Dissolving 20g of cefpirome sulfate in 80ml of acetone, adding 35% of sulfurous acid solution into the mixed solution, adding activated carbon into the mixed solution under an acidic condition, decoloring for 30 minutes, filtering to obtain filtrate after decoloring, heating the filtrate to 18 ℃, adding 15% of sulfuric acid solution until the mixed solution is turbid, growing crystals for 2.5 hours, adding 80ml of acetone into the mixed solution, growing crystals for 1.5 hours, and performing suction filtration to obtain crystals. And filtering and washing the obtained crystal with acetone for multiple times, and drying in vacuum to obtain the cefpirome sulfate crystal.

According to the first and second examples, the yield of cefpirome sulfate crystals can be improved within a certain range by increasing the microwave reaction time. In addition, the product with low color grade index can be obtained by prolonging the decoloring treatment time, and the crystallization performance of the crystal can be adjusted by adjusting the crystal growing condition.
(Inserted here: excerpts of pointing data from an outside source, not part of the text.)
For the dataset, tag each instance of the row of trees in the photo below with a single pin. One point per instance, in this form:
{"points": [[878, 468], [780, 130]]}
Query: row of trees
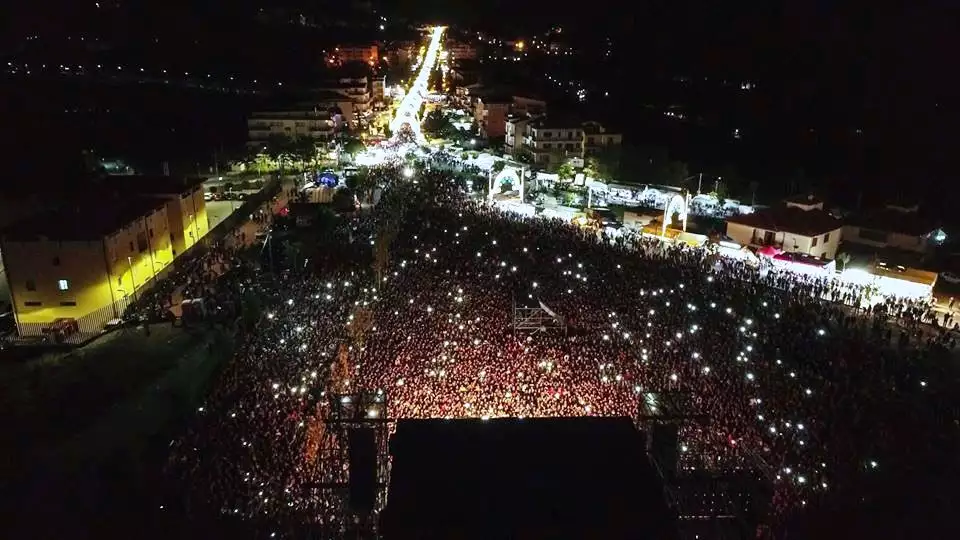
{"points": [[299, 152], [438, 124]]}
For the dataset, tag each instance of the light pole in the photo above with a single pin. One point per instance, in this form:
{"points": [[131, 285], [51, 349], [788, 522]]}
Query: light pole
{"points": [[699, 177], [133, 278]]}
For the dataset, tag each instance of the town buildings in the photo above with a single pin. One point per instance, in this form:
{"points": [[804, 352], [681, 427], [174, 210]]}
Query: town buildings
{"points": [[343, 54], [319, 122], [798, 225], [553, 139], [491, 110]]}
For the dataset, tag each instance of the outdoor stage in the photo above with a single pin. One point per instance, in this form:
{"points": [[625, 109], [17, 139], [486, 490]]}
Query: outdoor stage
{"points": [[523, 478]]}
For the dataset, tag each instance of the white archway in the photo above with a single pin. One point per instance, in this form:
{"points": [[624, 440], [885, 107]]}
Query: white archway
{"points": [[511, 175], [678, 203]]}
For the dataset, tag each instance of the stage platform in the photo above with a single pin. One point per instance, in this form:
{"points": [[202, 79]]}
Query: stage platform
{"points": [[529, 478]]}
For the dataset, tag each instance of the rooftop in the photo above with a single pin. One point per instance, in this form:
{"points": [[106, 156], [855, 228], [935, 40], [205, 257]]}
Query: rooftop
{"points": [[807, 199], [557, 121], [789, 219], [84, 220], [529, 478]]}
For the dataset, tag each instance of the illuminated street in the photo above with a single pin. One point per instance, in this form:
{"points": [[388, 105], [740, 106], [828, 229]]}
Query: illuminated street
{"points": [[408, 111]]}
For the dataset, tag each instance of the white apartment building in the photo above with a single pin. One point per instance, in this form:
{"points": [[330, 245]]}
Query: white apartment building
{"points": [[555, 139], [317, 124], [790, 228]]}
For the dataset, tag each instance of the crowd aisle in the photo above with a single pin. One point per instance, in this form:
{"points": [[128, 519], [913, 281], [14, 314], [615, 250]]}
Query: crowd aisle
{"points": [[797, 379]]}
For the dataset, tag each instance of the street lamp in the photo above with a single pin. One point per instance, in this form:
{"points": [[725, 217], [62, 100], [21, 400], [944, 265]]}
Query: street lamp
{"points": [[133, 278]]}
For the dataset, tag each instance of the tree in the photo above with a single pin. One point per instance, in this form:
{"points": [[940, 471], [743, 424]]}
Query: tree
{"points": [[344, 201], [607, 162], [590, 167], [280, 148], [674, 173], [305, 149], [523, 155], [844, 259], [363, 183]]}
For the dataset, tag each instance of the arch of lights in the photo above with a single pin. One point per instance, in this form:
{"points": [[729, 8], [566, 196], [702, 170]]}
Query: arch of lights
{"points": [[677, 203], [410, 104]]}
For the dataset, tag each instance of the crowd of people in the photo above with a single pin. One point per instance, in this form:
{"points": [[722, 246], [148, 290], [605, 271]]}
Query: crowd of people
{"points": [[794, 376]]}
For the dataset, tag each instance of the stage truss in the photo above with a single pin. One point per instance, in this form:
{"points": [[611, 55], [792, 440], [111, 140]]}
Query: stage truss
{"points": [[531, 320], [341, 413], [705, 500]]}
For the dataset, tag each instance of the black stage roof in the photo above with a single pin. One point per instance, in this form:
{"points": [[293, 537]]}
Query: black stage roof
{"points": [[529, 478]]}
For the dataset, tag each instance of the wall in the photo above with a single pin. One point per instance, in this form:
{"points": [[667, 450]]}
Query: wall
{"points": [[80, 263], [896, 240], [187, 215], [130, 275]]}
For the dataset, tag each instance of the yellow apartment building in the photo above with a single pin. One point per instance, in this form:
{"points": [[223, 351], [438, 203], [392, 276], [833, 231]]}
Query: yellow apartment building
{"points": [[84, 262]]}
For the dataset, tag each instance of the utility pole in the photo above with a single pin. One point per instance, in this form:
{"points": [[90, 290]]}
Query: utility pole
{"points": [[133, 279]]}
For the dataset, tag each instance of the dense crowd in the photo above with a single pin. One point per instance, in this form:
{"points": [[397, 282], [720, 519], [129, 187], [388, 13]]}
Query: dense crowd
{"points": [[789, 370]]}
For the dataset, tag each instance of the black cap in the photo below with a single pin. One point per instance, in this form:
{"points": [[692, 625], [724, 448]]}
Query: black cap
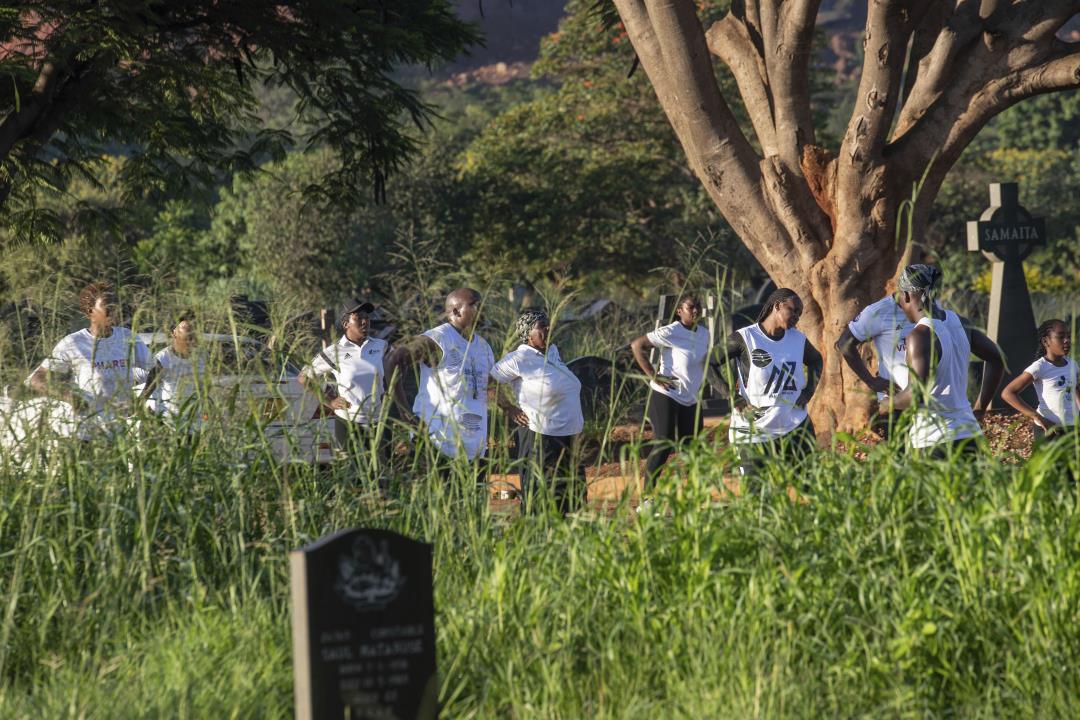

It is understood that the same or similar parts in the above embodiments may be mutually referred to, and the same or similar parts in other embodiments may be referred to for the content which is not described in detail in some embodiments. The multiple schemes provided by the invention comprise basic schemes, are independent from each other and are not restricted with each other, but can be combined with each other under the condition of no conflict, so that multiple effects are realized together.

The above description is only for the specific embodiments of the present invention, but the scope of the present invention is not limited thereto, and any person skilled in the art can easily conceive of the changes or substitutions within the technical scope of the present invention, and all the changes or substitutions should be covered within the scope of the present invention. Therefore, the protection scope of the present invention shall be subject to the protection scope of the appended claims.